HCI: We talk to chief medical officers of multi-hospital health systems, and they talk about wanting to standardize evidence-based care across a health system, so maybe this is an opportunity to do that for order sets and care pathways.

Elliott: I think that what you said is spot on. There's always going to be variation in care, because every patient is not the same, but it's the unwarranted variation in care, right? Why are we seeing drastically different outcomes across the group of physicians or drastically different utilization of certain pharmaceuticals or certain imaging or testing? That's the type of unwarranted variation that a model like this will shine a light on, and then you can work with the providers to ask, why is it different?

HCI: For this program you may also need visibility into post-acute care, and that's something that a lot of health systems have struggled with once patients leave the hospital and aren't directly in their care anymore, right? 

Elliott: Yes. We spend a lot of time creating high-performing post-acute networks. We contract around a set of quality indicators that they agree to follow. Sometimes patients are discharged, and they sit in the SNF for 28 days and they really aren't getting that much better care. I think everyone would rather be at home when it's medically appropriate to do so. Bad things happen in facilities — infections and older patients get disoriented,  so managing that length of stay is really important. The other problem that a lot of health systems are facing is the throughput within their facilities. Identifying processes to get patients out of the inpatient setting and to the post-acute setting or to the home is a key part. There are so many things that are interrelated, and done right, you can get multiple benefits. 
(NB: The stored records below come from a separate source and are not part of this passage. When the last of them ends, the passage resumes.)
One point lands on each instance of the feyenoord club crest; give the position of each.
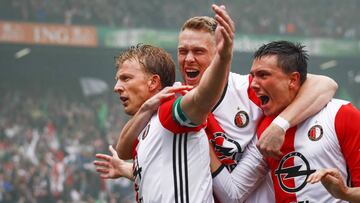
(241, 119)
(145, 132)
(315, 133)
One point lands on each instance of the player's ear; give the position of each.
(154, 82)
(294, 79)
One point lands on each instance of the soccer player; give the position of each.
(328, 139)
(335, 185)
(238, 111)
(171, 159)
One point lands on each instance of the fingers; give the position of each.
(103, 156)
(102, 164)
(113, 152)
(226, 21)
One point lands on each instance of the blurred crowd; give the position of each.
(322, 18)
(48, 144)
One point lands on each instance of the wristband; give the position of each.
(282, 123)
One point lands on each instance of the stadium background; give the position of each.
(51, 125)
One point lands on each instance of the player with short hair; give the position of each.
(171, 157)
(330, 138)
(238, 110)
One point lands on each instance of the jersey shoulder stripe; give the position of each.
(180, 116)
(167, 120)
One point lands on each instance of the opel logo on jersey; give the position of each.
(286, 173)
(241, 119)
(315, 133)
(226, 149)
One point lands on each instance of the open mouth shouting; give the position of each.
(264, 99)
(124, 100)
(192, 76)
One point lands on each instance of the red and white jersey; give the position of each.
(171, 162)
(329, 139)
(238, 114)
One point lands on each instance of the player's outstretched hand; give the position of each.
(271, 141)
(111, 167)
(225, 31)
(164, 95)
(335, 185)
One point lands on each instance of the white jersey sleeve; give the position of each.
(244, 179)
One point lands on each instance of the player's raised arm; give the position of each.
(314, 94)
(135, 125)
(199, 102)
HCI: I understand that you are working with Hackensack Meridian on TEAM. Are there some things that you’ve been addressing first with them? 

Elliott: So much of what we do is about change management. So where we started with them was identifying the right physician champions around what needed to be accomplished and engaging with them. We could come in and say, ‘here's the care model you need to adopt for this procedure,’ but if the physicians don't have their fingerprints on it, if they don't really buy into it, if we don't have the right champions for it, it's going to be very hard to get it adopted across the house. 

So I would say that identifying the physician leaders, and then collaborating with them around a care model, and then using those leaders as champions of the effort to socialize it throughout the health system is key. That was work that we did to stand up a go-live at the first of the year with them. Now it's a lot about tracking. Were we thinking about it correctly? Is the patient flow working like we thought it would? What are the outcomes? We are collecting the data and reporting out on the outcomes and then doing constant improvement based on that type of information.

HCI: With these health systems — not just in in Hackensack Meridian’s case — do they need new kinds of analytics tools to track this? Or can they use ones they already have?

Elliott: I would say it varies. Some of the organizations that we work with are relatively sophisticated in that way. And it's just a matter of adopting data capture and reporting that they're doing. For others, it’s really creating it from the ground up. They've never thought about exactly what their costs are across all these different providers. 

HCI: This first TEAM cohort is about a quarter of the hospitals in the country, right? So did three-quarters of the hospitals breathe a sigh of relief? Or is it likely that it's going to hit them a year or two from now, and perhaps CMMI will expand this to other conditions, too? What's your message for folks at those hospitals who aren't even part of this first TEAM cohort?

Elliott: With every one of our clients, we have a dialog around what we call a government payment strategy, and we talk about everything that's currently out there. The TEAM model is part of that. But I'll be honest with you, we have not had anyone engage us to help them in a proactive manner to get ready for it.